On the Use of Anchoring for Training Vision Models
Vivek Narayanaswamy, Kowshik Thopalli, Rushil Anirudh, Yamen Mubarka, Wesam Sakla, Jayaraman J. Thiagarajan
TL;DR
This work systematically evaluates anchored training as a general protocol for vision models, uncovering a key limitation: simply increasing reference diversity does not automatically improve generalization. It addresses this by introducing Reference Masking Regularization, which randomly masks the reference with probability $\alpha$ and trains masked cases to predict a uniform distribution, promoting reliance on the joint reference-residual structure rather than shortcuts.

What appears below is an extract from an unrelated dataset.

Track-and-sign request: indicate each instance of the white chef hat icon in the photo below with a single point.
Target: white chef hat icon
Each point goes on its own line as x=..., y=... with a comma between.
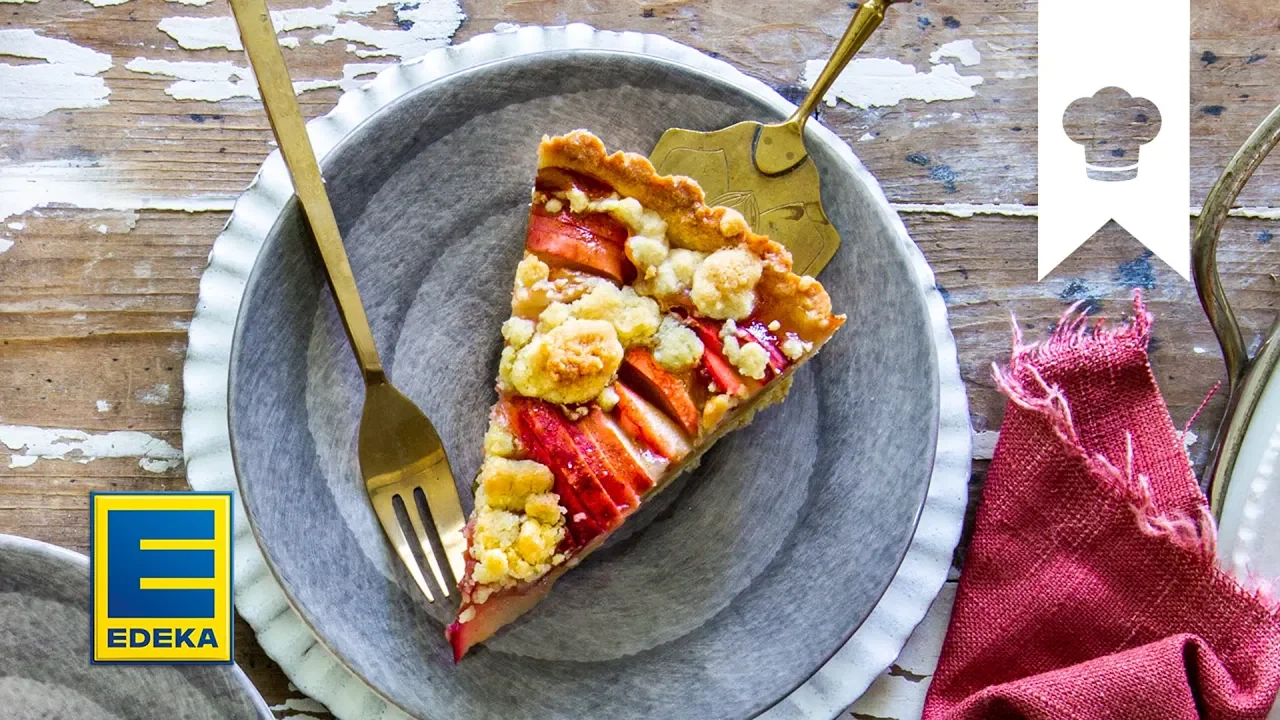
x=1112, y=126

Across CIFAR-10/100 and ImageNet using CNNs and vision transformers, the approach yields substantial gains in generalization, calibration, and anomaly rejection, particularly for high-capacity models and large reference sets, while remaining inference-efficient. The results suggest anchored training, when combined with the proposed regularizer, offers a robust, architecture-agnostic pathway to safer, more reliable vision systems and invites integration with broader model-sourcing and fine-tuning strategies.
Abstract
Anchoring is a recent, architecture-agnostic principle for training deep neural networks that has been shown to significantly improve uncertainty estimation, calibration, and extrapolation capabilities. In this paper, we systematically explore anchoring as a general protocol for training vision models, providing fundamental insights into its training and inference processes and their implications for generalization and safety. Despite its promise, we identify a critical problem in anchored training that can lead to an increased risk of learning undesirable shortcuts, thereby limiting its generalization capabilities. To address this, we introduce a new anchored training protocol that employs a simple regularizer to mitigate this issue and significantly enhances generalization. We empirically evaluate our proposed approach across datasets and architectures of varying scales and complexities, demonstrating substantial performance gains in generalization and safety metrics compared to the standard training protocol.